There are a number of significant limitations to the present work. The majority of these limitations are related to the quantity and quality of data available. The limitations of our approach to merging data across studies are discussed here8. There was a significant amount of missing data, and as such predictions can only be as valid as the imputation procedure (see ref. 8 for further discussion). The data used to train the model, while large in the context of psychiatric research, did have some important lacunae. For example, it did not include all first line treatments (e.g., vortioxetine, mirtazapine monotherapy). This data was not available to us, and if it was, it would likely have resulted in a model with more varied options for the most effective treatment as shown in meta-analyses12,13,56.

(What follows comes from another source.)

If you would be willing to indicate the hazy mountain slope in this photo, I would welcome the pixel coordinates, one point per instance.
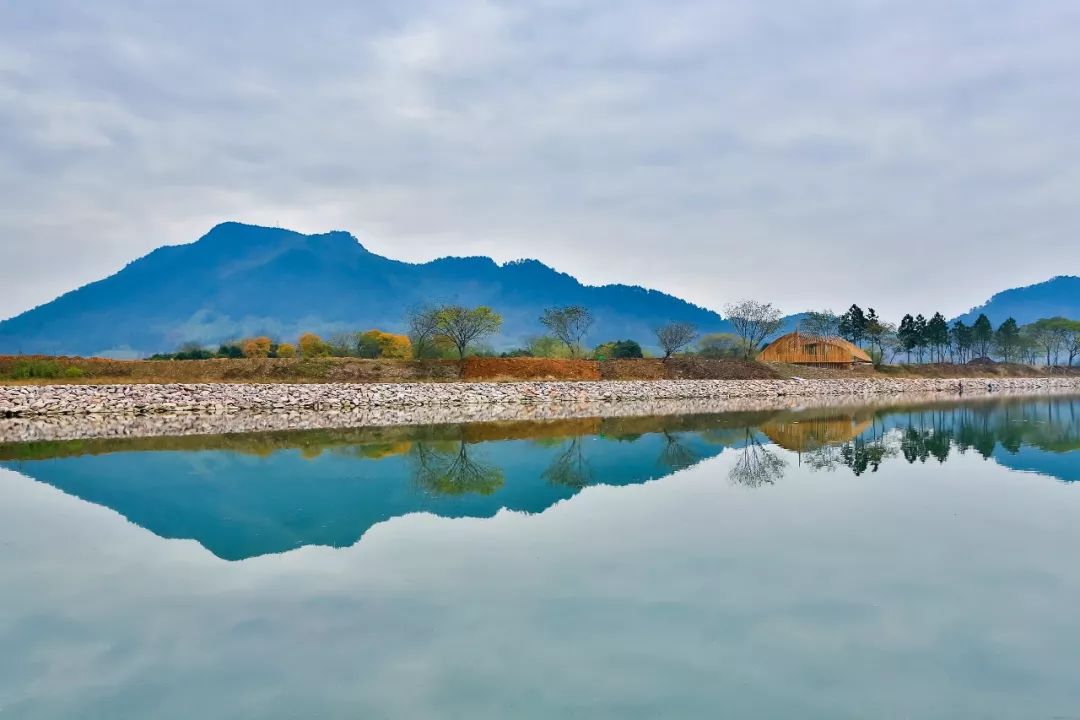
(1057, 296)
(241, 280)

In addition, the dataset did not contain a great number of socio-demographic variables, which we have previously shown to be predictive of remission6,7. Our model would likely have improved performance if more features were available. Additionally, we included data mostly from North America and Western Europe, due to data availability as well as our intent to use the models in these populations; future work would be needed to further validate the model in other populations. Finally, our data only covers initial treatment choice and is not capable of adjusting predictions after treatment failure - an important area to explore in future work. It is important to consider that one of the strengths of AI systems is in their ability to learn and be updated over time as more data becomes available; while we argue that the current model has clinical utility, clinicians involved in the clinical testing of our previous models have noted their interest in seeing utility improve over time in successive versions of the model.

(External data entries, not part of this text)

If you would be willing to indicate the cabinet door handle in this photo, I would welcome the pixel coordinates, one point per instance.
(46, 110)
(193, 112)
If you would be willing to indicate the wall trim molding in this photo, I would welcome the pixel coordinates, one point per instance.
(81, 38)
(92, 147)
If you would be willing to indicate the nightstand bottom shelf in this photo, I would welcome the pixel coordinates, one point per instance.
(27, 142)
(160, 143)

While this paper focuses on the documentation of the development and validation process for the model used in the AID-ME trial, future extensions or updates to this model would benefit from thorough benchmarking against other modelling approaches. This future work should first compare the deep learning model presented here to simpler modelling approaches which have been shown to be effective in datasets resembling ours in size and feature set. Aside from identifying optimal models, the benefit of this benchmarking would be to determine if simpler modelling approaches can provide comparative advantages in interpretability. The traditional models which would serve as comparators would include gradient boosting (which often performs well in datasets such as ours47); penalized logistic regression models, random forests, and support vector machines. In addition, it would be interesting to compare these modelling approaches as well as our deep learning approach against novel model types which were not available at the time of our model’s creation, but which promise improvements in performance, such as transformer-based foundation models adapted to tabular data47.

We have demonstrated that it is possible to create models which can provide differential treatment benefit predictions for a large number of treatments, without requiring complex or expensive biological testing. We present a process by which such models can be developed and validated, and describe the manner in which their results can be presented to clinicians. This model has since been field-tested in a clinical trial, representing, we hope, a step forward for the use of predictive tools in mental health clinical practice. Future focus on improving the breadth of features available for machine learning model training will likely further accelerate the clinical utility of machine learning models. Similar approaches could potentially be used to assist decision making in other illnesses.